Last weekend I watched Hull City unsuccessfully battle against relegation following a 0-0 draw against Manchester United. I found the game intriguing despite witnessing no goals. A friend of mine finds this bizarre and questions how I could possibly watch a sport where games can have few, if any, scores. Fans of basketball, rugby or Gaelic Games often find these sports far more entertaining as the objective is to outscore your opponent, rather than defend and hope to sneak a goal. Enter Gaelic football. Followers of the game will be at this stage all too familiar with criticism of the sport, which many are suggesting has become overly cynical and defensive. While attacking an opponent is essential, is seems to becoming less of a priority, with teams happy to defend and soak up pressure.
For those unfamiliar with the game, the 2014 All-Ireland Final was slammed as being one of the worst, if not the worst, in history due to the negative, defensive tactics on display.
Since then, a number of high profile parties have come forward to express their views as to how Gaelic Football might be changed for the better. One such proposal was a reduction in the number of players from 15 to 13 to create greater space and more scoring opportunities, particularly goal scoring chances.
Last week I spoke to a colleague on the matter. I asked him if organisers wanted more goals, why not increase the return for a goal, from say 3 points to 5? Rugby has successfully done this for decades with try scores. He laughed and said it would make the problem worse. I deferred to his GAA knowledge. The argument he made was that teams would not be more incentivised to score goals but more fearful of conceding, leading to even greater defensive play.

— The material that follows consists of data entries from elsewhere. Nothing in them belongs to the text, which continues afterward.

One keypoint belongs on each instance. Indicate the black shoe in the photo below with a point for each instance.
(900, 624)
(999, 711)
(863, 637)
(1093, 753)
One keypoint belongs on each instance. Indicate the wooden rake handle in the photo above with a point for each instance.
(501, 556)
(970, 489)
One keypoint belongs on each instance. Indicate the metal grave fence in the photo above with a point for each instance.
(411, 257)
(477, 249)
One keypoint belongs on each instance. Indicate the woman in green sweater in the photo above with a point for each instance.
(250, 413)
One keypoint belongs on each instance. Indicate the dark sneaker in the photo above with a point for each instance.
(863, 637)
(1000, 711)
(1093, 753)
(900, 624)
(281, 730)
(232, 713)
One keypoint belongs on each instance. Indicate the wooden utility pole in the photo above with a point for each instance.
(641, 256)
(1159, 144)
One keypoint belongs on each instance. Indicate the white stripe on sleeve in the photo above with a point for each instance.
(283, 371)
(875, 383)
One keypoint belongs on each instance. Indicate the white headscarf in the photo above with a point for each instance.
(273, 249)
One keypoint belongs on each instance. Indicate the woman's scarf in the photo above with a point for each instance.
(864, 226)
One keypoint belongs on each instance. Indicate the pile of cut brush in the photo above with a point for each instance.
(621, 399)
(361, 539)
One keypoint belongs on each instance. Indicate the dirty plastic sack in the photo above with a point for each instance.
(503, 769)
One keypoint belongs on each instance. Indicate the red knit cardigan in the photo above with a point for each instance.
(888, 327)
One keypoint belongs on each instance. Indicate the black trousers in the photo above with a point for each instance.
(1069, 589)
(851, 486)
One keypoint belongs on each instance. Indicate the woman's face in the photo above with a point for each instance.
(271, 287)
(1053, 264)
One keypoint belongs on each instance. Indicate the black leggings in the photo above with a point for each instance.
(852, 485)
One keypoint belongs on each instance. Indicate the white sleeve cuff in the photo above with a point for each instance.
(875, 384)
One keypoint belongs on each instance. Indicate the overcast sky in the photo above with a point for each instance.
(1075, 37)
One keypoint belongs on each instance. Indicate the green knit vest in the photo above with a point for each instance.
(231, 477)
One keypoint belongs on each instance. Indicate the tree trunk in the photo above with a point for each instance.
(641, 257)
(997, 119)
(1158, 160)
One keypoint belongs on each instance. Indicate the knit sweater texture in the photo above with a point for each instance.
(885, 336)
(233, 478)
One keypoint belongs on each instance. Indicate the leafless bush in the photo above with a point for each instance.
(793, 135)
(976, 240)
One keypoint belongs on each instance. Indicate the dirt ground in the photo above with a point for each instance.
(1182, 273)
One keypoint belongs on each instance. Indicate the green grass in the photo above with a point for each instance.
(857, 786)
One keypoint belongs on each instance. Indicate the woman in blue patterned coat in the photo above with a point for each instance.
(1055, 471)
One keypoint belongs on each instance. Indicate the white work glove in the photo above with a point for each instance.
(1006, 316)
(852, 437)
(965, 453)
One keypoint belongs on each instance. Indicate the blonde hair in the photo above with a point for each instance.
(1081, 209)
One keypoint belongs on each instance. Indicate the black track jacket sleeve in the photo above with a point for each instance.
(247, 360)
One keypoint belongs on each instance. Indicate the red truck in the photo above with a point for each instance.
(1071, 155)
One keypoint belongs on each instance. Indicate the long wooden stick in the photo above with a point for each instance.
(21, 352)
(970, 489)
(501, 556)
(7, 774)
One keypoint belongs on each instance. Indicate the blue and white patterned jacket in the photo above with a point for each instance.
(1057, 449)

So how do you get players to move away from their own goal? We both suggested a scoring line, let’s say beyond the 45 yard line, where any point from outside this would count for double. The best comparison is the 3 point score in basketball. This would reward accurate kicking from long distances and force teams to defend higher up. Furthermore, higher defences would allow for more space between the 45 yard line and the goal and should create more goal chances.